The success of the new, free, targeted media model comes as advertisers and readers race to adopt a more modern media channel, with the country's existing print media suffering an ageing readership on traditional news content, and consequent declining circulations, despite a rapidly growing population and a vibrant middle class youth.
According to Nielsen's Emerging Markets in Africa report, Kenya has a higher proportion of Trendy Aspirants and Progressive Affluents (wealthier, better educated and more willing to spend on products they like) than other African countries.
This has seen the country's consumer market move into exponential takeoff. L'Oréal East Africa reports it last year sold 40 million units of skincare, cosmetics, hair care, hair colour and hair styling products in Kenya, compared with two million units the year before, in growth that is being echoed across many consumer goods and services companies.
Numerous international brands have moved into the market in recent months, including Spanish clothing retailer Zara, the Massimo Dutti clothing brand, and Clarks shoes. A report by New World Wealth titled Wealth in Kenya 2014 additionally flags the expected arrival of brand stores from Armani, Burberry, Gucci, Zegna and Hugo Boss to meet the growing demand from the country's middle class, which, according to the African Development Bank, comprises 6.5 million Kenyans.
The country's rise as a consumer market is driving accelerated advertising, with PricewaterhouseCooper (PwC) forecasting a more than quadrupling in advertising spend in the country, to $184m by 2017. However, advertising reach has been constrained by the disillusionment of the country's middle class with traditional media channels that focus on political allegiance. At the same time, direct marketing has faced unique obstacles.
The Harvard Business Review reported in 2013 that direct marketing results in response rates up to 25% better than any other marketing tool. But leafleting in Kenya incurs City Council charges of Sh15 (18 US cents) per leaflet and leaflets must be handed out individually - as Kenyan homes don't have post boxes - curbing targeting by area and socioeconomic group.

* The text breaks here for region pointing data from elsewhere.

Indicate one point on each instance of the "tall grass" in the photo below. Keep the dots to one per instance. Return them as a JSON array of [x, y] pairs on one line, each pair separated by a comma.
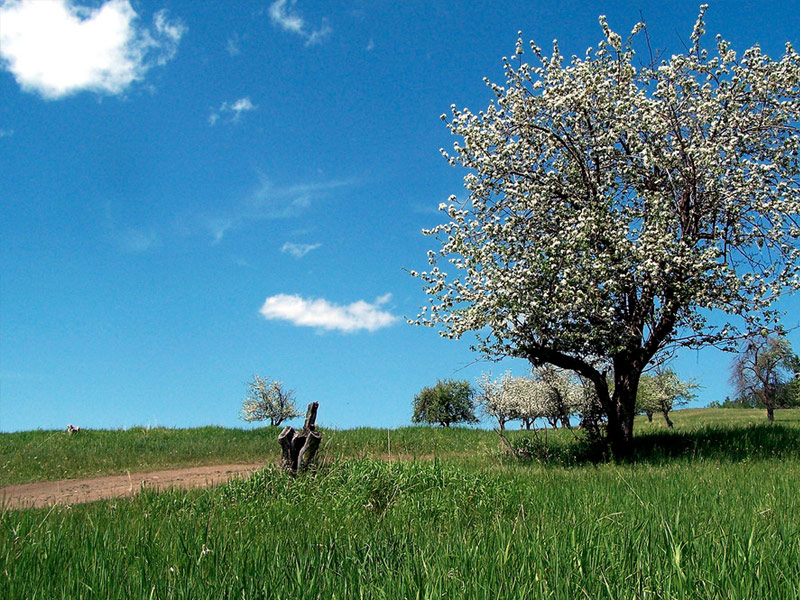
[[427, 529], [50, 455]]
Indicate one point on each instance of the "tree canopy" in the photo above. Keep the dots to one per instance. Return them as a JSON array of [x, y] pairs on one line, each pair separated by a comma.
[[613, 206]]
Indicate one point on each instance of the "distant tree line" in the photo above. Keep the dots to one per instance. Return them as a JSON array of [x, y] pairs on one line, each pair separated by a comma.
[[765, 375]]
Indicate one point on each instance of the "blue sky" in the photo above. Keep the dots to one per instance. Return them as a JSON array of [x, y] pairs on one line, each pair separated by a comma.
[[196, 192]]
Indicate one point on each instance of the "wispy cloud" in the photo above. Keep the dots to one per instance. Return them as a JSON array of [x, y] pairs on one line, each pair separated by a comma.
[[270, 202], [322, 314], [137, 241], [232, 109], [58, 48], [283, 15], [298, 250]]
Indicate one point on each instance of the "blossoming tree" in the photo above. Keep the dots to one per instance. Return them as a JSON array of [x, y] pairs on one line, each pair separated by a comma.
[[268, 400], [612, 207]]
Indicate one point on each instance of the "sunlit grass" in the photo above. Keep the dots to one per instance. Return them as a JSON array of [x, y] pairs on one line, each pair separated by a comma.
[[50, 455], [427, 529]]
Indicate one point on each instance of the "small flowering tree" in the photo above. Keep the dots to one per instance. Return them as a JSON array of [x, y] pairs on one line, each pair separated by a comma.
[[611, 207], [763, 370], [663, 391], [447, 402], [560, 392], [268, 401], [523, 396], [492, 401]]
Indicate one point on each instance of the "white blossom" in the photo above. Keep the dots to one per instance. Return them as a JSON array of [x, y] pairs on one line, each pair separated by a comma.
[[611, 207]]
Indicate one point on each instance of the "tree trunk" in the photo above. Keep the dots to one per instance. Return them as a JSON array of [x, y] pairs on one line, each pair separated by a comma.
[[298, 449], [622, 410]]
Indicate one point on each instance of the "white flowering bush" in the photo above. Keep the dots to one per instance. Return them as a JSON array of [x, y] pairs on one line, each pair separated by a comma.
[[663, 391], [612, 207], [268, 400]]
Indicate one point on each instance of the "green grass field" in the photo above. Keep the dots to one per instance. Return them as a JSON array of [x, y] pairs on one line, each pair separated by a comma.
[[710, 510]]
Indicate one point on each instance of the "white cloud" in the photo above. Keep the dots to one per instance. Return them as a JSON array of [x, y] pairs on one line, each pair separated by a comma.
[[57, 48], [298, 250], [235, 109], [282, 14], [138, 241], [269, 202], [324, 315]]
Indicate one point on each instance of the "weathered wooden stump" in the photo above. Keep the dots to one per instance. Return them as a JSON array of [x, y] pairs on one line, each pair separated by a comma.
[[299, 448]]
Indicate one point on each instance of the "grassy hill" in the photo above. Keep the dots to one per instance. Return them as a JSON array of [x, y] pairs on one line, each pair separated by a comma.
[[51, 455], [709, 510]]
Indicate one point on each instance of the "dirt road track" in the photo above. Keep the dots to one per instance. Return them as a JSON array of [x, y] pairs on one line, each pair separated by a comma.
[[77, 491]]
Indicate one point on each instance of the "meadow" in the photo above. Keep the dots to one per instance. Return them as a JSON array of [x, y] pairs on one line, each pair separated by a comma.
[[709, 510]]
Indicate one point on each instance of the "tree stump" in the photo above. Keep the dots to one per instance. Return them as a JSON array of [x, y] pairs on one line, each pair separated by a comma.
[[299, 448]]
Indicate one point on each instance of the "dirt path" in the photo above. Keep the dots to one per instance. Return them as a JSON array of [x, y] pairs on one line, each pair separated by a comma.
[[76, 491]]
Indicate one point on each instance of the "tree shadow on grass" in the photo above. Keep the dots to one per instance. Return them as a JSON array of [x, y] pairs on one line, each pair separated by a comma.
[[716, 443], [734, 444]]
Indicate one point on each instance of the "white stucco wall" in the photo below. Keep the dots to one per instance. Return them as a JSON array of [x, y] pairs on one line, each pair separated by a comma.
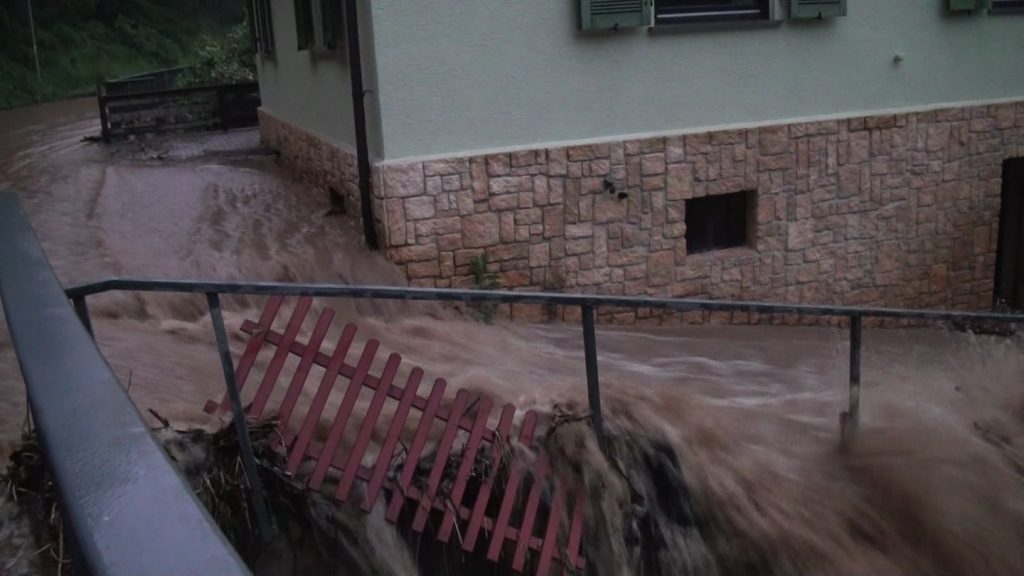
[[311, 90], [459, 76]]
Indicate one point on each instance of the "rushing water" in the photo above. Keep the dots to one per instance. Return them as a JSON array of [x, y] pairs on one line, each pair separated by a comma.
[[933, 485]]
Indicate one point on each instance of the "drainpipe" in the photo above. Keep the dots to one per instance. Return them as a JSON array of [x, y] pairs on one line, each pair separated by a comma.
[[359, 112]]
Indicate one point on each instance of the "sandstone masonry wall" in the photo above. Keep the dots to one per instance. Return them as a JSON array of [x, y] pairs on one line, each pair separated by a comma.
[[313, 160], [895, 210]]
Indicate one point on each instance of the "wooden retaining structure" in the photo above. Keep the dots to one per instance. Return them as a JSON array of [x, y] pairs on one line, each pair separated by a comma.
[[206, 108]]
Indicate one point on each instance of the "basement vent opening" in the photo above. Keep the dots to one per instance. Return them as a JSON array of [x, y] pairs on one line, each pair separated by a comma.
[[720, 221]]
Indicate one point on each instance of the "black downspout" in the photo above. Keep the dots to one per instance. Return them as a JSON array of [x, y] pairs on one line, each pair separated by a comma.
[[359, 112]]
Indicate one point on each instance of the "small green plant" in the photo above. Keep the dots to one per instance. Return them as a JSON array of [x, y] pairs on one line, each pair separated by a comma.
[[483, 280]]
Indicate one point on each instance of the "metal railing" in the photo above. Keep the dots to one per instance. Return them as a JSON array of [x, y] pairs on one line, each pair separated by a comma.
[[586, 302], [124, 506], [111, 512]]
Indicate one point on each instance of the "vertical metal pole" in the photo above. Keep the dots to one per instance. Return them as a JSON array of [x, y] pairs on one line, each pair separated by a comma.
[[35, 48], [104, 125], [248, 458], [853, 415], [359, 119], [593, 385], [82, 310]]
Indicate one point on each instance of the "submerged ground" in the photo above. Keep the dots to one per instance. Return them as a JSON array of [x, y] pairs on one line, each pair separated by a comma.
[[934, 485]]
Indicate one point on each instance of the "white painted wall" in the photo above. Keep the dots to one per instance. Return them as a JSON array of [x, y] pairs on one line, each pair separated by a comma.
[[311, 90], [459, 76]]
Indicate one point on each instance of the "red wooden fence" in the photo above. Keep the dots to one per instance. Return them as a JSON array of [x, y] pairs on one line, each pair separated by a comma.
[[465, 415]]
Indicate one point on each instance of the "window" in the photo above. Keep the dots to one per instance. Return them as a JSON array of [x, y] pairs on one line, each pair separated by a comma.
[[318, 24], [682, 11], [304, 24], [719, 221], [261, 27], [1008, 6], [332, 24]]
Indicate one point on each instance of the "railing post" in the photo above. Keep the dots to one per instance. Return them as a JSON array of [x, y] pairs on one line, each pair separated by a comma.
[[245, 446], [104, 124], [850, 419], [82, 310], [593, 385]]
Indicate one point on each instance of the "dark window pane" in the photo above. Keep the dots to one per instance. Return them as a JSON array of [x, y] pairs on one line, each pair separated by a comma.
[[681, 11], [717, 221]]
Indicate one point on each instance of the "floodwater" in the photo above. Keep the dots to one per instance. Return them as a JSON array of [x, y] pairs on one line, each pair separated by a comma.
[[934, 483]]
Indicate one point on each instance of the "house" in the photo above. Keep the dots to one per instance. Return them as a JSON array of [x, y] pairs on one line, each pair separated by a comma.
[[861, 152]]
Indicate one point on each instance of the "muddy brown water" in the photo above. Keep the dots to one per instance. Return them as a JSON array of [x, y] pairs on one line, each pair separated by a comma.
[[934, 484]]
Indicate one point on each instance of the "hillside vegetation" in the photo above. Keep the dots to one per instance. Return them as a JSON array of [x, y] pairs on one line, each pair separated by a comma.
[[82, 42]]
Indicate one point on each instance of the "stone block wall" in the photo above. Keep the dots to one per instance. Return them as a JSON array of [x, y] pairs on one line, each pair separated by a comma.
[[894, 210], [313, 160]]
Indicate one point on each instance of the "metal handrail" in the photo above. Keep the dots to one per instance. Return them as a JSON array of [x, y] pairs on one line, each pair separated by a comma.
[[125, 506], [587, 303]]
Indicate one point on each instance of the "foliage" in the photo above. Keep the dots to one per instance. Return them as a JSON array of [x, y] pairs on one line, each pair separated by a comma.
[[220, 60], [483, 280], [83, 42]]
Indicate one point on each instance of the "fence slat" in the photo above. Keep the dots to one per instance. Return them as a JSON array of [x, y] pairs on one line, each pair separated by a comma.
[[440, 460], [320, 401], [497, 451], [252, 348], [412, 459], [529, 515], [369, 423], [468, 460], [391, 440], [280, 356], [344, 411], [302, 371], [511, 488], [551, 533]]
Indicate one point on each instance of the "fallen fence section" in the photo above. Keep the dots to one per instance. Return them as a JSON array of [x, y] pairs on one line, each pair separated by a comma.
[[586, 302], [124, 504], [325, 462], [207, 108]]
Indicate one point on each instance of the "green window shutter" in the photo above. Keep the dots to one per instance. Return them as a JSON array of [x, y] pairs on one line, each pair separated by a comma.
[[613, 14], [818, 8], [304, 24], [969, 5]]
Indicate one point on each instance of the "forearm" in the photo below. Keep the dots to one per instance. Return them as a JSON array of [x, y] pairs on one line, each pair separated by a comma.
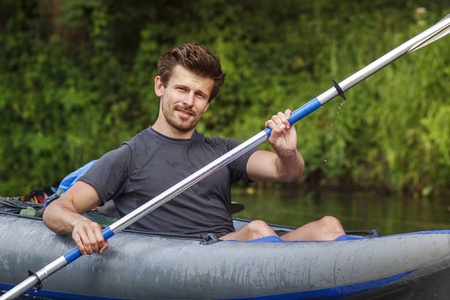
[[62, 219], [290, 166]]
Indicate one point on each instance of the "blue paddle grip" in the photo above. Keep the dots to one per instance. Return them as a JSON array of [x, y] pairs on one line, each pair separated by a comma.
[[75, 253], [300, 112]]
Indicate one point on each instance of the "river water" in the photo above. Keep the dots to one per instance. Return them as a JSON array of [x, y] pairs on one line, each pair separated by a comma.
[[291, 205], [294, 206]]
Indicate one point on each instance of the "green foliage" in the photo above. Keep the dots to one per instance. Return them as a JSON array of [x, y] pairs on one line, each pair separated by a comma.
[[76, 79]]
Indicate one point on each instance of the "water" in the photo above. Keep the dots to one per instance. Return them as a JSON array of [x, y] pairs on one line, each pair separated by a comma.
[[293, 205], [290, 204]]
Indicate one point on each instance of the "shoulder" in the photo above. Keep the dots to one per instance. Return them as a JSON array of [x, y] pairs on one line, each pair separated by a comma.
[[217, 141]]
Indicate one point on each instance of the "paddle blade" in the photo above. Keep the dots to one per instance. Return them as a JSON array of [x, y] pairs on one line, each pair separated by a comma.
[[445, 30]]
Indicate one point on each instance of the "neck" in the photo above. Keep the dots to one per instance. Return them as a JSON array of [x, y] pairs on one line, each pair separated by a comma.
[[166, 129]]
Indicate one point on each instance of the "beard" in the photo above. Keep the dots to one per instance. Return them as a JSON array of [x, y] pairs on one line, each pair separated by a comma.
[[178, 122]]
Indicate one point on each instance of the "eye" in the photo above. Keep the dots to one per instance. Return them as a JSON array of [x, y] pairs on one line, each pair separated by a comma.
[[201, 95]]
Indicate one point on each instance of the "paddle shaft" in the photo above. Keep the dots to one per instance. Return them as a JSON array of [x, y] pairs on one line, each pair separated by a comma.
[[433, 33]]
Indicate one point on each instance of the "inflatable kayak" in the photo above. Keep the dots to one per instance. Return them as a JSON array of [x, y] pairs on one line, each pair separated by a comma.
[[140, 265]]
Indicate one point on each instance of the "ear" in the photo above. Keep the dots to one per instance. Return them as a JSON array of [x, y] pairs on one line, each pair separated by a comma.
[[206, 108], [159, 87]]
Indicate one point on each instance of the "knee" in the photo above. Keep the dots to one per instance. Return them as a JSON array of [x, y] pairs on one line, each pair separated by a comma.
[[260, 228], [331, 225]]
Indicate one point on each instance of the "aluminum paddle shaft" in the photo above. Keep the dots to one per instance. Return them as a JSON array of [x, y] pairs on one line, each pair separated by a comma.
[[426, 37]]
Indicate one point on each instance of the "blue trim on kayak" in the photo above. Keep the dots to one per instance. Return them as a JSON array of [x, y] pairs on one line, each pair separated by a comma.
[[329, 293]]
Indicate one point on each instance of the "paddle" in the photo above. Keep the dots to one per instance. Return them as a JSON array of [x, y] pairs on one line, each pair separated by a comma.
[[426, 37]]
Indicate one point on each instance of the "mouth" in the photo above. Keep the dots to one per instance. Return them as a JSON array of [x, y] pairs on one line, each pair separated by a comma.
[[184, 113]]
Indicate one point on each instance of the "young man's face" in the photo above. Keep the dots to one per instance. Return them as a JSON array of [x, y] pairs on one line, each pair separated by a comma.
[[184, 99]]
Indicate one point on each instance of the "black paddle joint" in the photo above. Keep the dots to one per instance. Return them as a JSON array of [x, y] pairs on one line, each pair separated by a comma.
[[210, 238], [339, 90], [38, 286]]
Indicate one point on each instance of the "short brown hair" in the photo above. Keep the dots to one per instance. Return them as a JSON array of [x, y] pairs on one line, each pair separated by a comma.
[[197, 59]]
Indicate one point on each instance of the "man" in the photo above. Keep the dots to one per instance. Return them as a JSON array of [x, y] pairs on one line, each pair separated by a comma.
[[167, 152]]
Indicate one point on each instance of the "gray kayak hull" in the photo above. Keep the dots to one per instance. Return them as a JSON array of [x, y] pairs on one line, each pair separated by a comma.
[[143, 266]]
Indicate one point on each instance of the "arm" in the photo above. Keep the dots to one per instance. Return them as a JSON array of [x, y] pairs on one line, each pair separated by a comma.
[[64, 216], [286, 164]]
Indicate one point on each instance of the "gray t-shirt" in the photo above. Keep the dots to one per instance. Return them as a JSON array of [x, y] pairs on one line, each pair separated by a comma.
[[150, 163]]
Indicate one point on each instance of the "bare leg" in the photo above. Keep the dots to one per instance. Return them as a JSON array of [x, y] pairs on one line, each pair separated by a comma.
[[254, 230], [326, 229]]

Against this backdrop, the launch of X News in March this year has opened a new channel that has seen the paper draw the country's top advertisers and sparked a mini-revolution in the country's media industry. The newspaper is now driving campaigns such as youth drives by local telecom companies, distributing the newspaper to order across the country's leading university campuses.
A cosmopolitan mix of 16 pages of national and international news, the paper has earned a rapid position as the most read paper by the country's under 30s, with readership data from market research company IPSOS further showing that 9 out of 10 of the newspaper's readers are LSM (Living Standards Measure) 8+, representing the middle and upper middle class. The newspaper is distributed at the end of the work day and captures professionals at the start of their journey home. IPSOS research shows that the typical commute is 90 minutes.
With agreed distributions to targeted populations, the paper is delivering a unique marketing model in Africa that spans the strengths of both direct marketing and well targeted print.
GFK Starch, a US-based advertising analysis firm, recently found that 61% of the readers of print media have taken action based on specific advertising seen in a publication. But the challenge in Kenya was bringing back a young readership to print - a media that still offers the highest consumer engagement, at 43%, according to a 2013 study by the Newspaper Association of America (NAA).
"Media buyers are continuously faced with new challenges as advertisers increase in the Kenyan market and focus on the unique selling proposition that makes them different and better than competitors in targeting specific markets," said Paul Marshall, X News CEO. "We are presenting the advertisers with a unique medium to reach audiences in the most efficient manner."
The launch of X News was quickly followed by the closure of Nairobi's most recently launched city newspaper, Nairobi News, which belonged to the country's largest media group Nation Media Group. That was followed by the relaunch as a free newspaper of longstanding daily The People Daily, owned by Mediamax, seeing the new kid on the block lead what may now be accelerating disruption to the country's paid-for print industry.